Sunday, March 8, 2015

Perception And Probabilty

As writers we're happiest when the words are flowing at a breakneck pace. When the muse isn't simply speaking but screaming for our attention, hopping up and down and gesturing wildly like a man caught in the throes of a grand mall seizure! For those rare moments, the pages pile up and the word counts soar...it's AWESOME...but for each storm there is a calm and of course the inevitable wreckage created in its passage.
So what is writers wreckage you ask? Composition debris...especially when we're on fire! We all have these at some point ...plot holes, unresolved threads, inconstancies in charator or story. Too much filler...too little dialouge or anything that fails to progress or more importantly, drops the reader OUT OF THE STORY!
As the creators of our worlds we take liberties with reality and thats ok...to a point BUT when we sacrifice believability simply because its convienant or it "makes" the story work, we cheat ourselves and our readers. A hard core criminal suddenly has a change of heart and becomes compassionate for a stranger...a little old lady takes down a SWAT team...a top notch investagator 'forgets' a basic procedure. These are real scenes from published works, that made me (and many others, by the reviews) pause and throw the red BS flag!
It didn't sound real...it was a wave of the magic wand...the whole thing was a dream kindia resolution that drives readers AWAY.
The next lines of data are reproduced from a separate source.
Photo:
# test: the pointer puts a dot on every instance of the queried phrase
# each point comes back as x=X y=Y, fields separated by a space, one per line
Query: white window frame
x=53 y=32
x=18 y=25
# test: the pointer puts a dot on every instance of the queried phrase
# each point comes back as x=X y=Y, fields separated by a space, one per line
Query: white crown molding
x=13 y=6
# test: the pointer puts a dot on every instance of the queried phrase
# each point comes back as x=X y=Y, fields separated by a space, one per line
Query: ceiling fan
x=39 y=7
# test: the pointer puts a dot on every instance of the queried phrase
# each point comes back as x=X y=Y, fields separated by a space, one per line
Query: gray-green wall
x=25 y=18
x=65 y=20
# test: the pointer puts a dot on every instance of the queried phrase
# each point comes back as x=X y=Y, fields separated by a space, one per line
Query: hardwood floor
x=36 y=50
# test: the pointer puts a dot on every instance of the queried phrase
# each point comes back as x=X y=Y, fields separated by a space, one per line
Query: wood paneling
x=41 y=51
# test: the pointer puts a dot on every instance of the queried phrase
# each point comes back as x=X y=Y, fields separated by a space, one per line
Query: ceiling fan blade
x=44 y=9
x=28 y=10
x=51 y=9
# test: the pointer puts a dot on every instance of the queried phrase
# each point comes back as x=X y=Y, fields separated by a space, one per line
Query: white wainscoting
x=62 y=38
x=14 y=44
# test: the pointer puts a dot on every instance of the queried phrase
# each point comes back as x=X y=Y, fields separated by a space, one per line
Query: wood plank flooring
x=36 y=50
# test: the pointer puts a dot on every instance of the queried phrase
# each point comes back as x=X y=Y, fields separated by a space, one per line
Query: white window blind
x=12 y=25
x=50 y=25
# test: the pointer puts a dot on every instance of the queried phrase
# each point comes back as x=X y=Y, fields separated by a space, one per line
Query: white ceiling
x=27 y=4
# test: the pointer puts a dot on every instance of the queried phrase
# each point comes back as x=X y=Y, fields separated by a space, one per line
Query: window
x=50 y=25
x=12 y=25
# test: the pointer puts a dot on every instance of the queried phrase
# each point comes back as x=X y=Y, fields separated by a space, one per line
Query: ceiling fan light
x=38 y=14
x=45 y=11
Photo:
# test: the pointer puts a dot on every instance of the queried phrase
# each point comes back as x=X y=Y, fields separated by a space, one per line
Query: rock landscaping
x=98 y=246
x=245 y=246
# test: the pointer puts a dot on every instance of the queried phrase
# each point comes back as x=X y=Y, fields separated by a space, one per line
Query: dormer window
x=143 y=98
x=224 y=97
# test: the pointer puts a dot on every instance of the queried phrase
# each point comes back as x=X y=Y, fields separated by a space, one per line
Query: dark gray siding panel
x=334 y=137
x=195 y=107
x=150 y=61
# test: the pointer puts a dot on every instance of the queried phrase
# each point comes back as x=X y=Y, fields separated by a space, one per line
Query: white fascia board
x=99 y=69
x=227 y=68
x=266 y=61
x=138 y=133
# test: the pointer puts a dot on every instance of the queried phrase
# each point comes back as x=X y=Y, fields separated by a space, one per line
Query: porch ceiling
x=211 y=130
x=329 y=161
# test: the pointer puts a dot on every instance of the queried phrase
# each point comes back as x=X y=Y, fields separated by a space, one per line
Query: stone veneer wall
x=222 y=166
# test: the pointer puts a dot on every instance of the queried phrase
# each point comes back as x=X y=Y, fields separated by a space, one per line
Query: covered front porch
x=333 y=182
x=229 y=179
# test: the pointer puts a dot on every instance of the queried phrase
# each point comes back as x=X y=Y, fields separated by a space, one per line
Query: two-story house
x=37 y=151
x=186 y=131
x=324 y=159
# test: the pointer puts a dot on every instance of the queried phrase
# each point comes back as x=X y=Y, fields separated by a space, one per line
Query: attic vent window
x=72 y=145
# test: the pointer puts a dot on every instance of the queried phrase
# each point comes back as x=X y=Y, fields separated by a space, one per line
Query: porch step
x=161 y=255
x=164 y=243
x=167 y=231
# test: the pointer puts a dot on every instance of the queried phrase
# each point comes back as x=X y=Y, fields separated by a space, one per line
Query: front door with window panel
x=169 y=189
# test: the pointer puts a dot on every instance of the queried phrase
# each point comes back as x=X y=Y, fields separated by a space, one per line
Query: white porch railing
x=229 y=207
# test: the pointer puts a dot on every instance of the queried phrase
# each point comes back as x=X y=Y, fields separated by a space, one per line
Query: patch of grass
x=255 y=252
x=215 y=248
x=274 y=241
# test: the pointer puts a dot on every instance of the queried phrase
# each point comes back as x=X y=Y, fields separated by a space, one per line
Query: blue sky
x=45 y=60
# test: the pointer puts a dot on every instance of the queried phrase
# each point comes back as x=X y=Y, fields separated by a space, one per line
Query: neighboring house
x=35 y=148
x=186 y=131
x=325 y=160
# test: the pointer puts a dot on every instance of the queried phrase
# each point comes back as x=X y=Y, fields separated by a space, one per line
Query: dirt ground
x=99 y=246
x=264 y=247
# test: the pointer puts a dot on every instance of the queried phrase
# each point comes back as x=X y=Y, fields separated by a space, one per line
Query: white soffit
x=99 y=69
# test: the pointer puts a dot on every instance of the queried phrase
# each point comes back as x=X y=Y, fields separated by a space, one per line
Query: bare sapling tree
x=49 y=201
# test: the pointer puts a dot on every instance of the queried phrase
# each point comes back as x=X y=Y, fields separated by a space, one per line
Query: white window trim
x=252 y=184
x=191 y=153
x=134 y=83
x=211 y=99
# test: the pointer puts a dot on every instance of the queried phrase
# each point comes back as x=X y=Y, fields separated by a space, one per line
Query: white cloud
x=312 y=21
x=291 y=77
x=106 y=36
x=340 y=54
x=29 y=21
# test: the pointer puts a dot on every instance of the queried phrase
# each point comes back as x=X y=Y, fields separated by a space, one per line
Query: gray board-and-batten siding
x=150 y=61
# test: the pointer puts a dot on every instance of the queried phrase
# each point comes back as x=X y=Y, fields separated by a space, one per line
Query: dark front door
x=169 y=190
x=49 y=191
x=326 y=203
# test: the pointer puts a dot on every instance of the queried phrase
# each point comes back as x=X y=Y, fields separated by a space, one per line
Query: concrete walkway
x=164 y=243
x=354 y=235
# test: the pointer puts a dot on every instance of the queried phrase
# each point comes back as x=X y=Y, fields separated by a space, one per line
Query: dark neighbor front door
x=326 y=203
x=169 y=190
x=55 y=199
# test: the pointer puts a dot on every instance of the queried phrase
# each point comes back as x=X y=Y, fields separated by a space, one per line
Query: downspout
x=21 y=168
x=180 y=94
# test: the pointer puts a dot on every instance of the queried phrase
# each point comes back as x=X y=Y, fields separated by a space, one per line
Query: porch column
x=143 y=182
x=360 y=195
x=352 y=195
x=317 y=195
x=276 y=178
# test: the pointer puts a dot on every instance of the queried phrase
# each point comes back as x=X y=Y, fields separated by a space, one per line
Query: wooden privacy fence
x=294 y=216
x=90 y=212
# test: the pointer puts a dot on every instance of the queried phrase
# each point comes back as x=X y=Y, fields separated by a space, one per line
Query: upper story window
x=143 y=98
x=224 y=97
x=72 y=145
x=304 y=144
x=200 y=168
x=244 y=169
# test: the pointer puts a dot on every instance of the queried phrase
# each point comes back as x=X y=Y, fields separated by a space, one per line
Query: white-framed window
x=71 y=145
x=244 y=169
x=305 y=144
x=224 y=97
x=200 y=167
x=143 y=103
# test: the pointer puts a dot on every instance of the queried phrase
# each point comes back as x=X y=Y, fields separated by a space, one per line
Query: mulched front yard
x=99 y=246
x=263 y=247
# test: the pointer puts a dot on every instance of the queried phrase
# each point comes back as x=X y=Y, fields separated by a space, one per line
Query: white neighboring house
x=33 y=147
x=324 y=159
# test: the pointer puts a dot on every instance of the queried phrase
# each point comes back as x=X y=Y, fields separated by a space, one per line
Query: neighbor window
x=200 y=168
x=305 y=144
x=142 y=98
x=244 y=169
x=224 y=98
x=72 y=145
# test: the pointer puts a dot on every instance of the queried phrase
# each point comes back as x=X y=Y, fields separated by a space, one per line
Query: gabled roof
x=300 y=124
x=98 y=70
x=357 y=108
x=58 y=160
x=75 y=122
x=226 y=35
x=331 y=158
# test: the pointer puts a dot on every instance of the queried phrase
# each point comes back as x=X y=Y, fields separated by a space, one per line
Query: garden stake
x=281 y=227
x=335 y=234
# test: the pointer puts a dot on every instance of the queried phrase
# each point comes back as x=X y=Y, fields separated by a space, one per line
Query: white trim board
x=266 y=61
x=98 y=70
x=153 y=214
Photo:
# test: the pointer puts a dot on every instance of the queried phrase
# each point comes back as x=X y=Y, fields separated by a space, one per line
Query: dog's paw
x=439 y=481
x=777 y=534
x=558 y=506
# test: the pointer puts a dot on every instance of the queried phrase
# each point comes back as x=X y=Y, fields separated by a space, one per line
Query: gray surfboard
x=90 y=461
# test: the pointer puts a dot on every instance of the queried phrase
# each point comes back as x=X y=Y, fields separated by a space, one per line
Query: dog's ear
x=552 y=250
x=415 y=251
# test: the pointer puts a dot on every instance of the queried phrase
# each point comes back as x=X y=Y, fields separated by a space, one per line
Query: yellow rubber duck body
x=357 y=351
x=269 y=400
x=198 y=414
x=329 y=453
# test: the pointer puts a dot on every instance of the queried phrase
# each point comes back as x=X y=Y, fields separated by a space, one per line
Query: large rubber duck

As writers we know what the backstory is...we KNOW how these things happened and have rationalized it; to. by. damn. WORK! This is why it's vitally important to get an outside perspective. Let a Beta reader, a trusted colleague, someone you trust to give you unbiased feedback, and to review your work before you send it for submission. In the fictional genre, probability is the meat of our stories...what IF, is our hook...that which sets our stories apart and makes them uniquely our own.
What we must not do is give in to the temptation of finishing by taking the easy path...find a solution that could happen, even if its improbable. It just can't be IMPOSSIBLE! If we've done our work well, our charators are multi-faucet people of depth...get inside their heads... make THEM figure it out!
Ask why...how...where...would they do this thing? What would motivate them? Inhibit them, ect.
When we get the perception down we'll more clearly see the story from the perspective of our charators and more critically, our readers.